Travelers are getting some pretty good deals on airplane tickets.
The average price of domestic airfare dropped to $363 in the fourth quarter of 2015 — the lowest level since 2010, according to the Department of Transportation.
The 8.3% annual drop is due largely in part to cheap oil. The price of oil fell to as low as $33.98 a barrel in the last three months of 2015.
But airfare prices and oil prices aren’t directly correlated.
“Airlines don’t set their prices based on their costs to fly the planes; they set them to maximize their revenue,” explained Jeff Klee, CEO of CheapAir.com. “No matter how high or low their costs are, they will sell their seats for the highest that the market will bear.”

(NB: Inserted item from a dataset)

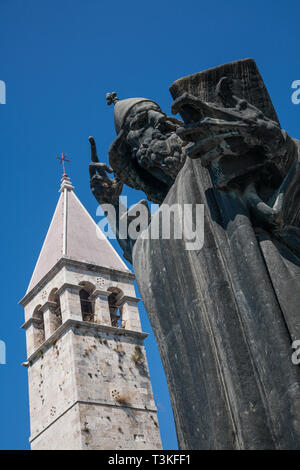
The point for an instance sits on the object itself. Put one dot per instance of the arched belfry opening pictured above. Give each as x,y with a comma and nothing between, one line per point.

But low oil prices are a win for passengers — it can just take some time to trickle down to their wallets.
Cheap oil boosts airlines’ profits and allows them to grow and add routes and buy better planes.
Low-cost carriers, like Spirit Airlines and Allegiant Air, have been expanding to new cities and putting pressure on the existing carriers to drop their prices in order to compete.
“The major airlines are matching their low fares,” said George Hobica, founder of Airfarewatchdog.com. “It’s a pretty good time to fly.”
Airlines have also been buying more fuel-efficient planes, which reduces the cost of flying.
“They are retiring those gas guzzlers,” said Hobica, who noted some of the new planes are 20% more fuel efficient. “You can expect to see some of those savings passed on.”
Travelers in Chicago, Dallas and Philadelphia are catching some of the biggest prices discounts in the country as the competition heats up in the cities, he added.
The Transportation Department’s figures don’t include added fees for things like checked luggage or more legroom, which are also big revenue boosters and don’t go away when oil prices drop.
“It’s much easier now for airlines to lower fares when they have to without triggering a financial bloodbath,” said Klee.